Intradiscal Platelet Rich Plasma (PRP)

What is an intradiscal PRP injection and how can it help?

Injection of platelet rich plasma (PRP) is still considered an experimental treatment, although evidence for its effects are mounting. PRP can induce inflammation and healing in the tissue in which it is injected, and has beneficial effects in treating other painful conditions. Recent studies have shown there to be evidence that PRP may be beneficial in patients with degenerative disc disease. With the assumption that inflammation and degeneration are the cause of disc related pain, we inject a small amount of PRP into the nucleus pulposus of the intervertebral disc.

Approximately 40% of low back pain is thought to come from the intervertebral disc disease. As we age, or through trauma and accidents, the discs become damaged. As they become damaged, and through tears in their outer layers, they lose their functional integrity and hydration, leading to the in growth of pain sensing nerves. This is often referred to as discogenic pain.

Intradiscal PRP is a procedure in which we use platelet-rich plasma in hopes of healing the disc tissue.  If your physician feels that your back pain may be stemming from the intervertebral disc, you may be a candidate to try PRP.

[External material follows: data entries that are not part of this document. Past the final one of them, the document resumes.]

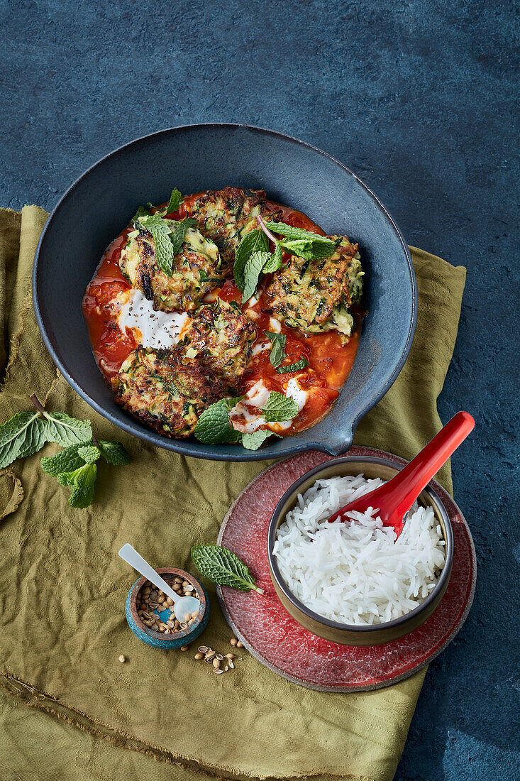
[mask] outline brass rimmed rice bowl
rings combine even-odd
[[[389,480],[398,471],[400,468],[396,466],[394,462],[376,456],[353,455],[333,458],[303,475],[285,492],[275,508],[267,535],[269,572],[275,591],[290,615],[301,626],[319,637],[341,645],[354,646],[379,645],[397,640],[413,632],[429,618],[446,591],[453,564],[453,533],[448,513],[431,483],[420,494],[418,501],[419,505],[433,508],[440,525],[446,546],[445,562],[434,588],[425,601],[409,613],[392,621],[369,626],[338,623],[319,615],[305,605],[290,591],[282,577],[272,551],[278,529],[285,521],[287,512],[296,505],[298,494],[305,494],[318,480],[363,474],[369,479],[380,477],[381,480]]]

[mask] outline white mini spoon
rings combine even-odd
[[[130,564],[131,567],[144,576],[145,578],[152,583],[154,586],[160,589],[166,596],[173,600],[173,613],[177,621],[186,622],[193,613],[198,612],[201,603],[195,597],[180,597],[173,588],[170,588],[166,580],[163,580],[160,575],[145,562],[142,556],[129,543],[123,545],[119,551],[119,555],[123,561]]]

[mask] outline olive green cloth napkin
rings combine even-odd
[[[35,206],[0,212],[0,371],[7,362],[0,420],[29,408],[35,392],[49,409],[88,417],[98,436],[121,440],[132,463],[100,469],[86,510],[72,509],[68,490],[40,469],[40,455],[55,445],[10,468],[25,497],[0,523],[0,777],[9,770],[60,781],[194,781],[201,773],[390,781],[424,670],[377,691],[323,694],[276,676],[247,652],[230,674],[212,676],[192,652],[157,651],[128,629],[123,605],[135,575],[117,557],[119,547],[130,542],[158,566],[191,569],[191,546],[215,540],[230,505],[266,465],[151,448],[74,393],[44,347],[28,290],[46,217]],[[440,427],[436,400],[465,277],[463,268],[412,254],[419,305],[411,351],[356,433],[358,443],[404,458]],[[440,480],[451,489],[448,466]],[[231,633],[210,594],[204,642],[225,648]]]

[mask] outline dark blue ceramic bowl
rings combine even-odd
[[[262,188],[305,212],[327,234],[359,242],[369,314],[355,363],[329,414],[312,428],[259,451],[169,440],[114,403],[96,366],[81,312],[85,288],[108,244],[136,207],[181,192],[228,184]],[[189,125],[161,130],[112,152],[65,194],[41,234],[33,294],[52,358],[86,401],[125,431],[185,455],[224,461],[282,458],[304,450],[347,451],[361,418],[392,385],[410,350],[417,316],[411,259],[395,223],[340,162],[289,136],[244,125]]]

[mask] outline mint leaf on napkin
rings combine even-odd
[[[128,451],[120,442],[109,442],[108,440],[98,440],[98,447],[102,455],[109,464],[115,466],[126,466],[130,462]]]
[[[264,593],[255,585],[255,580],[244,562],[222,545],[194,545],[191,558],[201,575],[219,586]]]

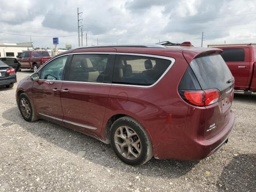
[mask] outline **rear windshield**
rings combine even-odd
[[[232,84],[233,76],[219,54],[194,59],[190,64],[202,89],[216,88],[222,91]]]
[[[32,52],[32,57],[49,57],[50,55],[48,52]]]

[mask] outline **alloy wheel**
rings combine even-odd
[[[20,109],[22,114],[26,118],[28,118],[30,115],[31,109],[28,104],[28,102],[25,98],[20,100]]]
[[[114,142],[118,152],[128,159],[136,159],[140,154],[140,140],[130,127],[121,126],[118,128],[115,132]]]

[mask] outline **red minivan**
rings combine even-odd
[[[202,159],[227,142],[234,79],[216,48],[80,48],[22,80],[25,120],[46,119],[110,144],[124,162]]]

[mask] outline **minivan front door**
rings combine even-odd
[[[100,134],[114,57],[103,53],[73,56],[61,92],[66,126],[95,136]]]
[[[33,86],[33,99],[36,111],[44,118],[62,124],[63,112],[60,101],[63,71],[68,56],[57,58],[45,66],[38,73],[40,80]]]

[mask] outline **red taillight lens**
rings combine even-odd
[[[204,91],[184,92],[184,96],[190,103],[197,106],[204,106]]]
[[[189,103],[198,106],[208,106],[218,102],[220,92],[216,89],[188,91],[179,90],[182,98]]]
[[[15,70],[13,68],[11,68],[10,69],[9,69],[8,70],[6,71],[6,73],[13,73],[15,72]]]
[[[215,103],[219,100],[220,92],[216,90],[205,90],[205,106],[211,105]]]

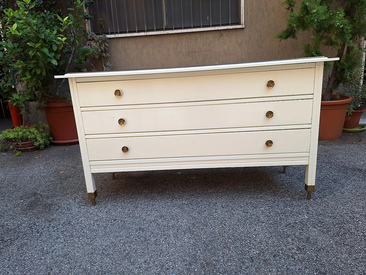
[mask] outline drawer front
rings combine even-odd
[[[77,84],[81,107],[312,94],[315,68]],[[269,81],[274,81],[272,88]],[[116,90],[122,95],[115,95]]]
[[[309,152],[310,134],[310,129],[281,130],[92,139],[86,144],[90,161],[276,154]]]
[[[312,106],[303,99],[82,113],[87,135],[310,124]]]

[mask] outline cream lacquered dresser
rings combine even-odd
[[[306,165],[315,190],[317,57],[68,74],[88,198],[95,173]]]

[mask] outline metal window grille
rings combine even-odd
[[[240,24],[240,0],[94,0],[92,29],[107,34]]]

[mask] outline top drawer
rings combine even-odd
[[[168,103],[312,94],[315,72],[311,68],[77,85],[82,107]],[[115,95],[116,90],[120,96]]]

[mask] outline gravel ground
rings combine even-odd
[[[303,166],[96,176],[78,145],[0,156],[1,274],[365,274],[366,131]]]

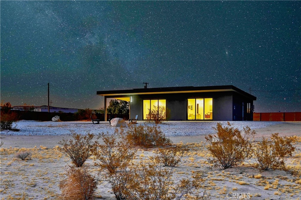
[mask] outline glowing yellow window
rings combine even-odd
[[[165,99],[143,100],[143,119],[151,120],[166,118],[166,100]]]

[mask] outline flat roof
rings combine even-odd
[[[139,88],[130,90],[98,91],[96,94],[108,97],[135,94],[162,94],[208,92],[233,91],[251,99],[256,100],[256,97],[232,85],[194,87],[170,87],[153,88]]]

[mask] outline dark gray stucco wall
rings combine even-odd
[[[143,100],[138,95],[132,95],[132,102],[130,102],[130,119],[135,119],[138,115],[138,120],[142,120],[143,117],[142,110]]]
[[[214,121],[232,121],[232,94],[225,93],[221,94],[213,98],[213,120]]]

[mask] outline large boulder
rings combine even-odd
[[[57,115],[53,117],[51,120],[52,121],[61,121],[61,120],[60,119],[60,116]]]
[[[114,127],[125,127],[126,122],[122,118],[113,118],[111,120],[111,125]]]

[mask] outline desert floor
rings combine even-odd
[[[170,137],[174,145],[182,144],[190,149],[180,165],[174,168],[174,181],[176,183],[182,178],[191,177],[194,172],[200,171],[204,178],[202,190],[209,193],[211,199],[237,199],[237,195],[241,194],[245,195],[245,199],[300,199],[301,123],[284,123],[255,130],[254,142],[262,140],[262,136],[269,137],[276,133],[280,136],[297,136],[297,141],[294,143],[295,151],[292,156],[286,157],[288,170],[261,170],[252,166],[254,161],[252,160],[249,163],[226,169],[212,169],[207,162],[211,155],[205,147],[206,135]],[[65,177],[65,167],[71,164],[59,151],[57,143],[71,138],[70,135],[2,134],[1,199],[60,199],[59,184]],[[147,159],[156,148],[139,149],[135,162]],[[17,152],[25,149],[32,153],[31,159],[22,160],[14,157]],[[89,166],[91,173],[96,175],[98,169],[94,166],[95,162],[92,159],[85,165]],[[255,178],[259,174],[261,177]],[[3,191],[9,183],[14,185]],[[95,199],[116,199],[109,184],[105,182],[99,184]]]

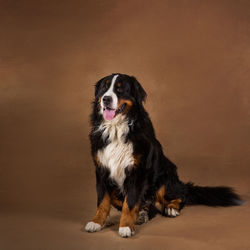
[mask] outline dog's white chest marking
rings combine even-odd
[[[134,164],[133,145],[125,142],[129,131],[128,122],[124,117],[115,117],[112,121],[105,121],[99,127],[102,138],[109,140],[109,144],[97,152],[97,157],[103,167],[110,171],[110,178],[116,181],[122,189],[126,177],[125,168]]]

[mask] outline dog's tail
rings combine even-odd
[[[186,203],[190,205],[206,206],[239,206],[244,203],[241,197],[230,187],[200,187],[193,183],[186,183]]]

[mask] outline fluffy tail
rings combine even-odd
[[[193,183],[185,184],[187,187],[187,204],[207,206],[238,206],[243,200],[230,187],[200,187]]]

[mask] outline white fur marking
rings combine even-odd
[[[117,109],[118,98],[117,98],[117,95],[114,93],[114,84],[115,84],[115,81],[116,81],[116,79],[117,79],[118,76],[119,75],[115,75],[112,78],[112,81],[111,81],[109,89],[102,96],[102,101],[101,101],[101,107],[102,107],[102,109],[104,108],[104,105],[103,105],[103,97],[104,96],[111,96],[112,97],[112,106],[111,106],[111,108],[112,109]]]
[[[168,208],[168,209],[166,208],[165,213],[169,217],[176,217],[176,216],[180,215],[180,213],[174,208]]]
[[[119,234],[121,237],[131,237],[134,232],[131,232],[131,229],[129,227],[119,227]]]
[[[107,139],[110,143],[97,152],[97,157],[122,189],[126,177],[124,170],[134,164],[133,145],[125,143],[129,132],[128,121],[125,116],[117,116],[111,121],[104,121],[98,130],[102,131],[103,140]]]
[[[93,222],[93,221],[88,222],[85,226],[85,230],[87,232],[91,232],[91,233],[100,231],[101,229],[102,229],[102,226],[98,223]]]

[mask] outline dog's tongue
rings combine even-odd
[[[106,120],[112,120],[115,117],[115,109],[105,109],[104,110],[104,118]]]

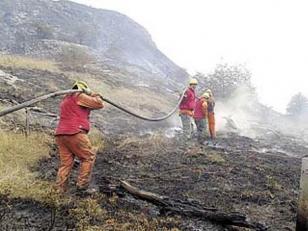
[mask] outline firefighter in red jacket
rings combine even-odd
[[[194,110],[194,120],[197,127],[197,139],[200,143],[203,143],[207,134],[207,118],[208,118],[208,105],[207,100],[209,94],[204,93],[200,99],[196,102]]]
[[[186,138],[191,138],[193,126],[192,126],[192,117],[196,104],[196,94],[195,88],[198,84],[196,79],[191,79],[189,81],[189,87],[184,93],[184,97],[180,103],[180,117],[183,126],[183,134]]]
[[[209,121],[209,132],[212,140],[216,139],[216,130],[215,130],[215,99],[213,93],[210,89],[207,89],[206,92],[209,94],[210,98],[207,100],[208,104],[208,121]]]
[[[60,104],[60,120],[55,132],[59,148],[60,165],[56,186],[60,192],[66,191],[66,184],[74,164],[74,158],[80,160],[77,190],[87,191],[96,150],[92,148],[87,133],[90,130],[91,110],[103,108],[99,94],[91,93],[87,83],[76,81],[73,89],[83,90],[66,95]]]

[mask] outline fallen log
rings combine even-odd
[[[161,196],[152,192],[140,190],[126,181],[120,181],[120,186],[132,196],[155,204],[160,211],[165,214],[178,214],[188,217],[198,217],[210,220],[223,225],[250,228],[258,231],[264,231],[268,228],[257,222],[251,222],[247,217],[240,213],[224,213],[215,208],[205,208],[194,201],[181,201]]]

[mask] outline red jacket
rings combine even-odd
[[[88,132],[90,130],[89,116],[91,109],[102,107],[103,102],[97,97],[78,93],[65,96],[60,104],[60,121],[55,135],[73,135],[80,131]]]
[[[188,88],[185,92],[185,96],[180,103],[180,111],[193,111],[195,109],[196,95],[195,90],[193,88]]]
[[[204,98],[198,99],[194,110],[194,119],[200,120],[207,118],[207,102]]]

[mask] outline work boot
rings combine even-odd
[[[97,193],[97,189],[94,187],[78,187],[76,189],[76,195],[80,197],[86,197],[86,196],[91,196],[95,193]]]

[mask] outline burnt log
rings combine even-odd
[[[209,220],[221,225],[231,225],[238,227],[250,228],[258,231],[264,231],[268,228],[258,222],[252,222],[247,219],[246,215],[241,213],[225,213],[216,208],[202,207],[195,201],[182,201],[161,196],[152,192],[140,190],[126,181],[120,181],[120,187],[135,198],[150,202],[160,208],[165,214],[177,214],[188,217],[197,217]]]

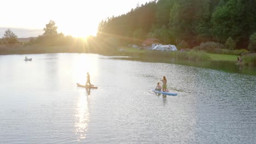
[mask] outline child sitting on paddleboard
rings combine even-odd
[[[158,82],[158,85],[156,86],[156,87],[155,88],[155,90],[161,91],[161,89],[162,89],[162,87],[160,85],[159,82]]]
[[[163,92],[167,92],[167,80],[166,78],[165,77],[165,76],[164,76],[162,77],[162,80],[160,79],[160,81],[162,81],[162,91]]]

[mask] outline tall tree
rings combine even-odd
[[[44,33],[43,35],[51,35],[53,36],[57,35],[57,27],[55,26],[55,22],[53,20],[50,20],[49,23],[45,25],[44,28]]]
[[[4,40],[9,44],[13,44],[17,43],[17,35],[9,28],[6,30],[4,34]]]

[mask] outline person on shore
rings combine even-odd
[[[165,76],[164,76],[162,77],[162,80],[160,79],[160,81],[162,81],[162,91],[163,92],[166,92],[167,91],[167,80],[166,78],[165,77]]]
[[[90,75],[88,72],[87,72],[87,81],[86,83],[85,83],[85,86],[87,85],[88,84],[89,84],[89,86],[91,86],[91,81],[90,80]]]
[[[160,83],[158,82],[158,85],[156,86],[156,87],[155,88],[155,90],[158,91],[161,91],[161,89],[162,89],[162,87],[160,85]]]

Read on to learn more about PRP and the injection of PRP into the disc.

What is PRP?

PRP is blood plasma that has been enriched with platelets. As a concentrated source of autologous platelets (your own blood), PRP contains several different growth factors and other cytokines that can stimulate healing of bone and soft tissue. Platelet rich plasma therapy utilizes growth factors present in alpha granules of platelets. Platelet-rich plasma therapy is an old therapy and used extensively in specialties of dermatology, orthopedics, and dentistry. Main indications in dermatology for PRP are androgenetic alopecia, wound healing, and facial rejuvenation.

prpAlthough blood is mainly a liquid (called plasma), it also contains small solid components (red cells, white cells, and platelets.) The platelets are best known for their importance in clotting blood. However, platelets also contain hundreds of proteins called growth factors which are very important in the healing of injuries. PRP is plasma with many more platelets than what is typically found in blood. The concentration of platelets — and, thereby, the concentration of growth factors — can be 5 to 10 times.

PRP injection is a procedure in which we use your own blood to treat a painful condition.  A small amount of blood is drawn and then placed in a centrifuge for processing.  Much of the plasma and red blood cells are removed to obtain a high concentration of platelets which hold the growth factors used to promote healing.  We then inject your own platelet-rich plasma back into the specific area causing your pain.  Studies have shown that PRP releases a high concentration of growth factors and even stimulates stem cells which help to heal injured or degenerated tissues.

The intradiscal PRP procedure itself

Prior to the procedure, you will be brought into the procedure room and blood will be drawn in strict sterile fashion. This blood is then processed thought the centrifuge and the PRP is extracted.

prp2You can request oral or IV sedation before the spinal injection portion of the procedure. Under fluoroscopic (live x-ray) guidance, a needle is placed into the disc or discs that are felt to be causing your pain. The PRP previously prepared from your own blood is then injected into the disc.  All of this is performed in our office.  Although the spinal procedure itself takes just a couple minutes, the entire process can take over an hour.

Would intradiscal PRP help me?

We would first have to determine if you were even a candidate for intradiscal treatment. This determination is made from your clinical history, physical exam, imaging, and other diagnostic tests.  Research has shown that PRP is likely helpful for conditions in other areas of the body with similar structural make up as intervertebral discs.  Studies of PRP on disc tissue have demonstrated the healing properties.  An ongoing trial of PRP for patients with discogenic low back pain has shown promising preliminary results.  However, we will not know the extent of its benefit without further studies.  The doctors at The Spine & Pain Institute of New York are conducting a study to help evaluate this exciting treatment option.  Before considering participating in this study, you should be aware of all the risks and potential benefits as well as any alternative treatment options for your condition.  Our research physicians and staff will be happy to discuss these with you.